Cuando el administrador LVM asigna espacio en disco a un volumen lógico, crea automáticamente una asignación entre las extensiones lógicas y las extensiones físicas. Esta asignación depende de la directiva elegida al crear el volumen lógico. Las extensiones lógicas se asignan secuencialmente, empezando por cero, para cada volumen lógico. El administrador LVM utiliza esta asignación para tener acceso a los datos, al margen del lugar donde resida físicamente. Se facilitan comandos para que examine esta asignación; consulte las páginas de manual de pvdisplay(1M) y lvdisplay(1M).
Excepto por los volúmenes lógicos reflejados (mirrored), seccionados (striped) o seccionados-reflejados, cada extensión lógica se asigna a una extensión física. En el caso de los volúmenes lógicos reflejados, cada extensión lógica se asigna a varias extensiones físicas, según el número de copias espejo. Por ejemplo, si existe una copia espejo, cada extensión lógica se asigna a dos extensiones físicas: una extensión para el original y otra para la copia espejo.
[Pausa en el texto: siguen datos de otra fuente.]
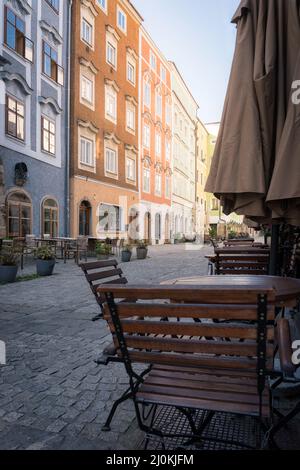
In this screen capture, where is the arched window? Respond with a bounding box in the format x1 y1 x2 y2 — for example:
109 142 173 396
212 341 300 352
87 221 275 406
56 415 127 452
42 198 58 238
7 191 32 238
79 201 92 237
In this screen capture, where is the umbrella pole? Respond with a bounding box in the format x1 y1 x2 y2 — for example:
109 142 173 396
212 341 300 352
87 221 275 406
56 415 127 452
269 225 280 276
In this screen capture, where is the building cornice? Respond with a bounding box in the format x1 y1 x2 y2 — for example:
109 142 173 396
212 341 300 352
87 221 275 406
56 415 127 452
40 20 63 46
105 24 121 41
104 78 120 93
80 0 98 18
104 132 121 145
77 119 99 134
38 96 62 114
79 57 99 75
0 70 33 95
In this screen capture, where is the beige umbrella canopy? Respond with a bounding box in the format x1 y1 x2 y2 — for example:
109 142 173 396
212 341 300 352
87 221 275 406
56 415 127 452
206 0 300 224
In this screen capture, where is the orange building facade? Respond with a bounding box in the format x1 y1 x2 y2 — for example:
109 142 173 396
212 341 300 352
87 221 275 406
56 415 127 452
70 0 142 238
139 27 172 244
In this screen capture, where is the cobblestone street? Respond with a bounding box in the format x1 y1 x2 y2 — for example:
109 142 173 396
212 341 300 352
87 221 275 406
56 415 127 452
0 245 211 450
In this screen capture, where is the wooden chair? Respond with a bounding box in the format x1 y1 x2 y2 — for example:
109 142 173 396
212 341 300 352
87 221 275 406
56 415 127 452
79 259 128 321
215 250 269 275
99 285 275 448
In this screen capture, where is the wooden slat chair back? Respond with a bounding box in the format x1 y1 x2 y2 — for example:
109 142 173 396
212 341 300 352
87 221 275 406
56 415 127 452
99 285 275 430
215 250 270 275
80 259 128 316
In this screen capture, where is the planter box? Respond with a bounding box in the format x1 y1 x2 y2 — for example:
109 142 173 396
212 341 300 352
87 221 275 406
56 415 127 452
36 259 55 276
136 247 148 259
0 266 18 282
121 251 132 263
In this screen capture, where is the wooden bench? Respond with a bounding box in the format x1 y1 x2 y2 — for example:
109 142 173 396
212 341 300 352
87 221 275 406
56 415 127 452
98 285 275 447
215 250 270 275
80 259 127 321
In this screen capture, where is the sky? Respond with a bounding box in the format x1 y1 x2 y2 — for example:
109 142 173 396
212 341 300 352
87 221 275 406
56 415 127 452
132 0 240 123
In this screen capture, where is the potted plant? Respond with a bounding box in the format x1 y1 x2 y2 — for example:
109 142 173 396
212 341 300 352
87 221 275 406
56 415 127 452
121 245 132 263
36 245 55 276
0 248 18 282
95 242 111 260
136 240 148 259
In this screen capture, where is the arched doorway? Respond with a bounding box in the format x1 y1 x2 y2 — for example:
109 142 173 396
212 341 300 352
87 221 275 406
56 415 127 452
79 201 92 237
165 214 171 242
144 212 151 242
42 198 58 238
6 191 32 238
155 214 161 241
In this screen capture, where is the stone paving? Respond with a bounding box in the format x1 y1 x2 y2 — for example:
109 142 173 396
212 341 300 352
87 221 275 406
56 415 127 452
0 245 300 450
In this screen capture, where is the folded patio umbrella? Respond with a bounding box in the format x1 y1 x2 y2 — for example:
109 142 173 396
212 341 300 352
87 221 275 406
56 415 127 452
206 0 300 223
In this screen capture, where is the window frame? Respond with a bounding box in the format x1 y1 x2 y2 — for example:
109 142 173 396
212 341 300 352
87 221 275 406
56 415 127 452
3 5 34 64
41 114 56 157
79 135 95 168
42 39 65 86
5 93 26 143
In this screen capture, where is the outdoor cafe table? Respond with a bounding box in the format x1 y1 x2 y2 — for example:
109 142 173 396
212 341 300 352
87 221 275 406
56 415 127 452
161 275 300 307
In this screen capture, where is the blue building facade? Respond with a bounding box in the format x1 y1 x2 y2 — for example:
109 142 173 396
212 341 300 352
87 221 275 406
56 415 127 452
0 0 71 237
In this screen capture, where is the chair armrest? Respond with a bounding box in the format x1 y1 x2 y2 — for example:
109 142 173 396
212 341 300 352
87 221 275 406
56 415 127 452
276 318 296 377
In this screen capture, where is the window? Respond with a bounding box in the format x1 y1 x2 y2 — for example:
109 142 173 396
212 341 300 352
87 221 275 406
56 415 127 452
46 0 59 13
156 92 162 117
97 0 107 13
160 65 167 82
106 41 117 68
6 96 25 141
99 204 121 232
81 75 94 104
144 80 151 108
155 173 161 196
211 197 219 211
126 102 135 132
127 59 135 85
79 201 92 236
117 7 127 33
43 41 64 85
166 103 171 126
166 139 171 160
126 157 136 181
80 137 94 166
105 148 118 175
4 7 33 62
7 192 32 238
105 87 117 122
166 176 171 199
81 18 93 46
150 51 156 70
143 168 150 193
155 132 161 157
42 199 58 238
42 116 55 155
143 124 150 150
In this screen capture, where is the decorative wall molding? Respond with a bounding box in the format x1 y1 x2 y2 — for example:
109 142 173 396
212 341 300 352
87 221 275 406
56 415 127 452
125 144 139 155
126 46 139 62
105 24 121 41
38 96 62 114
125 95 138 106
40 20 63 46
7 0 32 15
80 0 98 18
104 78 120 93
104 132 121 145
79 57 99 75
0 70 33 95
77 119 99 134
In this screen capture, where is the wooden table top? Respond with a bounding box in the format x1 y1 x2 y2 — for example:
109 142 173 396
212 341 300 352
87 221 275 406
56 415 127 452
161 275 300 306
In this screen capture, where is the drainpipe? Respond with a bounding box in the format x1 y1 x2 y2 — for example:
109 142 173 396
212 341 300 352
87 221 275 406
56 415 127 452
65 0 73 237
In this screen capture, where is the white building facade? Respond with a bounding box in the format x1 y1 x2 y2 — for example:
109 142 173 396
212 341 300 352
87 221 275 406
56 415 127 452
171 63 198 239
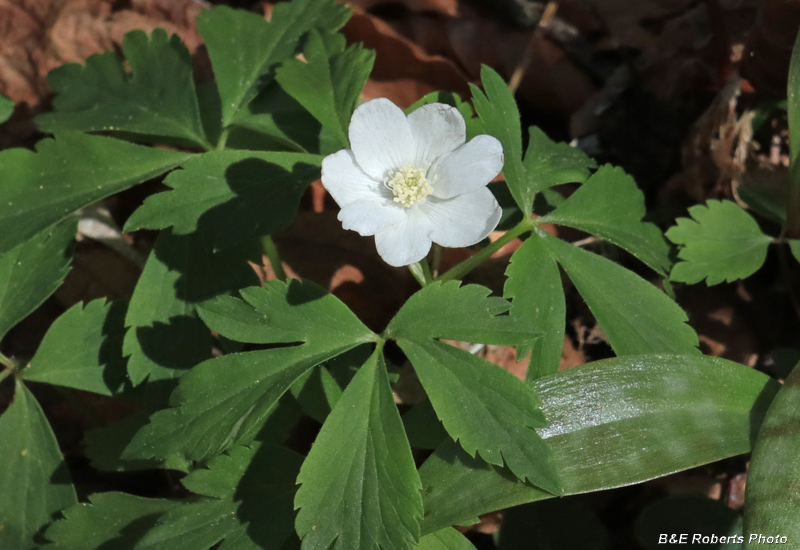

Para obtener más información sobre la creación de reflejos, consulte la sección «Aumento de la disponibilidad de datos mediante la creación de reflejos». Para obtener información sobre los volúmenes lógicos seccionados, consulte la sección «Aumento del rendimiento mediante la creación de bandas en discos». Asimismo, consulte el libro Disk and File Management Tasks on HP-UX.
La Figura 1-2 muestra un ejemplo de varios tipos de asignación disponibles entre extensiones físicas y extensiones lógicas en el marco de un grupo de volúmenes.
Según se muestra en la Figura 1-2, el contenido del primer volumen lógico se incluye en los tres volúmenes físicos del grupo de volúmenes. Puesto que el segundo volumen lógico es reflejado, cada extensión lógica se asigna a más de una extensión física. En este caso, hay dos extensiones físicas que contienen los datos, cada una de las cuales está tanto en el segundo como en el tercer disco del grupo de volúmenes.
Por defecto, LVM asigna extensiones físicas a los volúmenes lógicos al seleccionar las extensiones físicas disponibles en los discos en el orden en el que aparecen en los archivos de configuración de LVM: /etc/lvmtab y /etc/lvmtab_p. Como administrador del sistema, puede prescindir de esta asignación por defecto y controlar qué discos utiliza un volumen lógico (consulte la sección «Extensión de un volumen lógico en un disco específico»).
Si un volumen lógico ha de utilizarse como raíz, para el inicio, el intercambio primario o el volcado, las extensiones físicas deben ser contiguas, lo que significa que las extensiones físicas deben repartirse en orden ascendente, sin ningún hueco en un solo volumen físico. Para los volúmenes lógicos que no se utilicen como raíz, para el inicio, el intercambio primario o el volcado, las extensiones físicas que correspondan a extensiones lógicas contiguas en un volumen lógico pueden ser no contiguas en un volumen físico o residir en discos completamente diferentes. Como consecuencia, un sistema de archivos creado en un volumen lógico puede residir en más de un disco.